Does This Make My Butt Look Big?
10 July 2012
Why on earth would I allow The Prince Consort to shoot a photo of Wide Load, my overfed rear? I didn’t. This is the evil motion-sensitive outdoor camera’s idea of funny. We set it up on the side deck to find out what was digging up the planters. And no, it wasn’t me.
Because TPC barely avoided running into a skunk the other night, I went with skunk as best guess for the pot vandal. TPC was not willing to set up a live trap to catch a skunk. He pointed out that once caught, ‘Someone’ was going to have to pick up the cage and drive the skunk to wilder property. From the tail-up snarky attitude of the previous night’s skunk, I had a pretty vivid picture of a full load of stink. There ensued a short discussion about who’s car would be transport. We agreed at once. Neither of us. Stalemate.

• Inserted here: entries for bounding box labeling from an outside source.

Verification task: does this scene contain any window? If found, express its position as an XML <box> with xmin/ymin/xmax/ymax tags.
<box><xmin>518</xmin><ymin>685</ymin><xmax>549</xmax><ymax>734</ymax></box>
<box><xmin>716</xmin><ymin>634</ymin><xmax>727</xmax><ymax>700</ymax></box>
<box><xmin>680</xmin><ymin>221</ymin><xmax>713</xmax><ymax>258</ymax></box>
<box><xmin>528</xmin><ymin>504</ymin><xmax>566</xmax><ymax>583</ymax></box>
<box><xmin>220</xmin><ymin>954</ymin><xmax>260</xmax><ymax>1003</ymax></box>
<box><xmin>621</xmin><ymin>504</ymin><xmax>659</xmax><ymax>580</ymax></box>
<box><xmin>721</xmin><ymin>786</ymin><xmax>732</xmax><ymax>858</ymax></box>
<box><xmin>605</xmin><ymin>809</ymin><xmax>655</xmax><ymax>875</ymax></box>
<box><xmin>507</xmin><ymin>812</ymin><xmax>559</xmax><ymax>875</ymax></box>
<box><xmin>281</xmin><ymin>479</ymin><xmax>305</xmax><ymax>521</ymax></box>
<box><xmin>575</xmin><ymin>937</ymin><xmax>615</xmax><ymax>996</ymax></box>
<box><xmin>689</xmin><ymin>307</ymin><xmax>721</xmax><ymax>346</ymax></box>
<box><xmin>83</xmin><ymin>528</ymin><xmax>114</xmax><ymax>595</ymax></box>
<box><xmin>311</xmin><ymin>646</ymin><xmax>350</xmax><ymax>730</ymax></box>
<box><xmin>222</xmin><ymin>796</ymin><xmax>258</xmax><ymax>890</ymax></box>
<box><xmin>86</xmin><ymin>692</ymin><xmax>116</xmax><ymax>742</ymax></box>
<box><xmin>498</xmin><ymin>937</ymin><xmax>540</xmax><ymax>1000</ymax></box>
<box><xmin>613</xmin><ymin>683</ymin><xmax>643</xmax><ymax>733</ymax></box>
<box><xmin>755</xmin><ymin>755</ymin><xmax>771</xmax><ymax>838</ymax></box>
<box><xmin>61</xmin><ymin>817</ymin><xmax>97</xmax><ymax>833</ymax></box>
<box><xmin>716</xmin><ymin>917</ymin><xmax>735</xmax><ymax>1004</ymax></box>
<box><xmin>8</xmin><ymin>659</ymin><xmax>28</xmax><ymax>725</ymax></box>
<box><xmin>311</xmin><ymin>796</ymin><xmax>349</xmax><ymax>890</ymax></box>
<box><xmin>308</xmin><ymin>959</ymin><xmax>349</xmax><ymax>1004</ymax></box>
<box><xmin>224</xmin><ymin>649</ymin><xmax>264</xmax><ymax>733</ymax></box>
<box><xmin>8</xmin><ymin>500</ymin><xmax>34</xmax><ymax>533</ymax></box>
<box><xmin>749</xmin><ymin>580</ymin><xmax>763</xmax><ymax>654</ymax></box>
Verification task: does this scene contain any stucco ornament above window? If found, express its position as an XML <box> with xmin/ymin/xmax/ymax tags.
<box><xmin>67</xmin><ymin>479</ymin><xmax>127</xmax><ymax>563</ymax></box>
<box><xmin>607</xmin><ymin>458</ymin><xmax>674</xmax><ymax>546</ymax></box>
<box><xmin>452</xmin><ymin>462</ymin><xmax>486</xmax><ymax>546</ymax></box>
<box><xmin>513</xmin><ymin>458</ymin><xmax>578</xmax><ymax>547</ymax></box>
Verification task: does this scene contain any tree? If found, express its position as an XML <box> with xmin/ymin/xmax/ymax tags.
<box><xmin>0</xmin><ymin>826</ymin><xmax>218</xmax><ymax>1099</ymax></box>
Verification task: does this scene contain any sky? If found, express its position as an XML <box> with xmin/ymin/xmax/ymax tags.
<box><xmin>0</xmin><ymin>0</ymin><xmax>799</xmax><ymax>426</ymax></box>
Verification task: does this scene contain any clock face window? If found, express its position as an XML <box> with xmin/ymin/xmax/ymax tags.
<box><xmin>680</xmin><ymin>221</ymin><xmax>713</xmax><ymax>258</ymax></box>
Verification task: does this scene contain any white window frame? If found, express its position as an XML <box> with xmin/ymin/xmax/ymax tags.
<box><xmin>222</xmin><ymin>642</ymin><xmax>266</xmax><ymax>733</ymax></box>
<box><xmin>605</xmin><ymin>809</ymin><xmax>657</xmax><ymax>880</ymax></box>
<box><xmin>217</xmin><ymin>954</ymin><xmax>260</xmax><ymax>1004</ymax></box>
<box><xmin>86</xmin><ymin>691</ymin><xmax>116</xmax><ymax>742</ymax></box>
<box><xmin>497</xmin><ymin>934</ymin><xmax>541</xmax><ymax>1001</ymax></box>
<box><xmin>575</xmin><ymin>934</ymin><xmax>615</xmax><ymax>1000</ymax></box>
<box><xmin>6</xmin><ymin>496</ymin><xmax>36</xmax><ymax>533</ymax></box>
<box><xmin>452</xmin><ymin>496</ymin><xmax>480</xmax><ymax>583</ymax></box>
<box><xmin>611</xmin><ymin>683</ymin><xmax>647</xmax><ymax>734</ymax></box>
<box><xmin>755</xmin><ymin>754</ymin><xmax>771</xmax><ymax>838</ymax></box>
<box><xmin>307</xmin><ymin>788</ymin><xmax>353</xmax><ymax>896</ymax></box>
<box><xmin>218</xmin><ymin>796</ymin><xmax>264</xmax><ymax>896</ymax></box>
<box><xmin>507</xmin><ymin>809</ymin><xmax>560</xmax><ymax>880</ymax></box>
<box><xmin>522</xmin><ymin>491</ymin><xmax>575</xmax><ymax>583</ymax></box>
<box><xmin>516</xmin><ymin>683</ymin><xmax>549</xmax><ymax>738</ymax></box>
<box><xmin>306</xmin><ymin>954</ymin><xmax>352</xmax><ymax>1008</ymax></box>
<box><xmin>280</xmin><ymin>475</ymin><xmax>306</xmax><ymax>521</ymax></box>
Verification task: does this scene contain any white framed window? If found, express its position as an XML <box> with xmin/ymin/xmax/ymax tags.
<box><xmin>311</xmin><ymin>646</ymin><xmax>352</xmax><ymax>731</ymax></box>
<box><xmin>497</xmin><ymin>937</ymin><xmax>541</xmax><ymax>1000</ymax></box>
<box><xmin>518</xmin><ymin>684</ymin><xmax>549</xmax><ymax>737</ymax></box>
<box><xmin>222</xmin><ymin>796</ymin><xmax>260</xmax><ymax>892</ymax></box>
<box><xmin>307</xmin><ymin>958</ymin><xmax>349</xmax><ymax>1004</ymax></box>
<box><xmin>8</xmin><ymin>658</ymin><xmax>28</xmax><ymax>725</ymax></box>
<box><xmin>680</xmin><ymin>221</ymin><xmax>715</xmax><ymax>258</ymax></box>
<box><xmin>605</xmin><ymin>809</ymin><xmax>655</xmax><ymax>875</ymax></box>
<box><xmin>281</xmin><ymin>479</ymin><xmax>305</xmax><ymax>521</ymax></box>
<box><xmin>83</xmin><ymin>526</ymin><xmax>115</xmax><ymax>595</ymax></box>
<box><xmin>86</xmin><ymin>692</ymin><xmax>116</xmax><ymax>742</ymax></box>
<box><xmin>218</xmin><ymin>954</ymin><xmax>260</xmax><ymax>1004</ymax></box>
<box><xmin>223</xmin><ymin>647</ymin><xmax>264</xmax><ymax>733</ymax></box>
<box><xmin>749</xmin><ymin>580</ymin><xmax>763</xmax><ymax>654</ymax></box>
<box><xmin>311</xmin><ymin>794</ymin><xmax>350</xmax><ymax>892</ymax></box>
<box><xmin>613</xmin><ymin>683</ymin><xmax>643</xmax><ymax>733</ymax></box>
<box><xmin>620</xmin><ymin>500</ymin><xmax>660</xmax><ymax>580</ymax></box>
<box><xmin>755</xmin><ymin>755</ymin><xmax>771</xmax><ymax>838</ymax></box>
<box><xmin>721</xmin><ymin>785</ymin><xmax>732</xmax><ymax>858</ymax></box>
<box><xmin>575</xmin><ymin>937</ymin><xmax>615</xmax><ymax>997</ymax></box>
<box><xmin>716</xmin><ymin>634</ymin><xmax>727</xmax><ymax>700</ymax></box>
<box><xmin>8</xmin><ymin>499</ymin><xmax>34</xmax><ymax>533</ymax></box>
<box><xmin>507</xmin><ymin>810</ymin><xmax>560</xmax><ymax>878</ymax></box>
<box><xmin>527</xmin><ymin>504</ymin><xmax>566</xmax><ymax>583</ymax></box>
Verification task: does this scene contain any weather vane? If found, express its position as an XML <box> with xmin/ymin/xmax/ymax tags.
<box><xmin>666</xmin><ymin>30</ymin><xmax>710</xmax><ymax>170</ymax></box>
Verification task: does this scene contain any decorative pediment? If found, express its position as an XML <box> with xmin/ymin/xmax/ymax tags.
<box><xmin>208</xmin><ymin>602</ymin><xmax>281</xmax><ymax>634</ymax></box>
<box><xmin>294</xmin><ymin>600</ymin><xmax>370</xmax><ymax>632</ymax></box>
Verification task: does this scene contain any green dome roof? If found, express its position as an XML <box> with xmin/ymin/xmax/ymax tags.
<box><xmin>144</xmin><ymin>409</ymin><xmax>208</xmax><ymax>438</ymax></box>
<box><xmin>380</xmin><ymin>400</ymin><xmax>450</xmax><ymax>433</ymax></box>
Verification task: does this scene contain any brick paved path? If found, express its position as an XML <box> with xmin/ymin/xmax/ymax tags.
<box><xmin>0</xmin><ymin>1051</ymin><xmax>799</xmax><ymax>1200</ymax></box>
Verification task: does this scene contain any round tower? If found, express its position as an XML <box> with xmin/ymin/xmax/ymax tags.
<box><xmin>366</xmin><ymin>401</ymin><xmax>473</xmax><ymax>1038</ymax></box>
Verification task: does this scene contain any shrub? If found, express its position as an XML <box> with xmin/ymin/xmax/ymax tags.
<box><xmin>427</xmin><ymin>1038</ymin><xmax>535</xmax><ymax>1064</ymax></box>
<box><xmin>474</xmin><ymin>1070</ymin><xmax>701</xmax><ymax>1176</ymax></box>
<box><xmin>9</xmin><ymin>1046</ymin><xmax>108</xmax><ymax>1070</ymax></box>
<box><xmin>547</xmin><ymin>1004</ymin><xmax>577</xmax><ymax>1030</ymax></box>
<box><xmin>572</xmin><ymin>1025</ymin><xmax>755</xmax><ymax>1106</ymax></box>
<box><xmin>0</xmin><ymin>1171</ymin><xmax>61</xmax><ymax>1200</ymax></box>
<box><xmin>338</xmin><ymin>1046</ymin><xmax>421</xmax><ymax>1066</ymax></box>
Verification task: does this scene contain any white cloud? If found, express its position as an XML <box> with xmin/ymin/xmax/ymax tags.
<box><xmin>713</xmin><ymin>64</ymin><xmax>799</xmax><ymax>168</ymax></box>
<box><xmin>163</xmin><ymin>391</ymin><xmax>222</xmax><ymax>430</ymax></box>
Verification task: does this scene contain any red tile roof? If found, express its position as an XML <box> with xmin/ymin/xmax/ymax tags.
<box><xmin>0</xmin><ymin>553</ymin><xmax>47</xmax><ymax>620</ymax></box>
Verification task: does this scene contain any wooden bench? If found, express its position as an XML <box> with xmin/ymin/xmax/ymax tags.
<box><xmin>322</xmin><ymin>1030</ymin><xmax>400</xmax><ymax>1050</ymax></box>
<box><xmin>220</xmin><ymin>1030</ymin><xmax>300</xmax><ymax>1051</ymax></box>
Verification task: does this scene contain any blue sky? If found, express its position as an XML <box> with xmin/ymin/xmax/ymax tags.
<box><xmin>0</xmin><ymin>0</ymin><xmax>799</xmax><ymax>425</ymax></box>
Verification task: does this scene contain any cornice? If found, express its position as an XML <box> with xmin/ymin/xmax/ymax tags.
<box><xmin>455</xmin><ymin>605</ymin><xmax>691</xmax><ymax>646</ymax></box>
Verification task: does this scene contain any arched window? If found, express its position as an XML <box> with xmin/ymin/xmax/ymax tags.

Before we did anything rash with the live-trap TPC set up the camera to get proof. Maybe it wasn’t a skunk. All we got was photos of Wide Load and TPC. How on earth was the furry criminal getting to the pots on our second story deck and not setting off the camera?
TPC got the answer when he went out to get the flag. A raccoon, a large one with its own Wide Load, was climbing up the deck column BEHIND the camera. Uh, huh. Who’s the smart one now?
Not owning a live-trap big enough for Moby Raccoon the Great Wide Critter, TPC sprinkled cayenne on the planters’ soil. We’ll see.
Kath who has nothing to say about why suddenly the evil outdoor camera no longer works.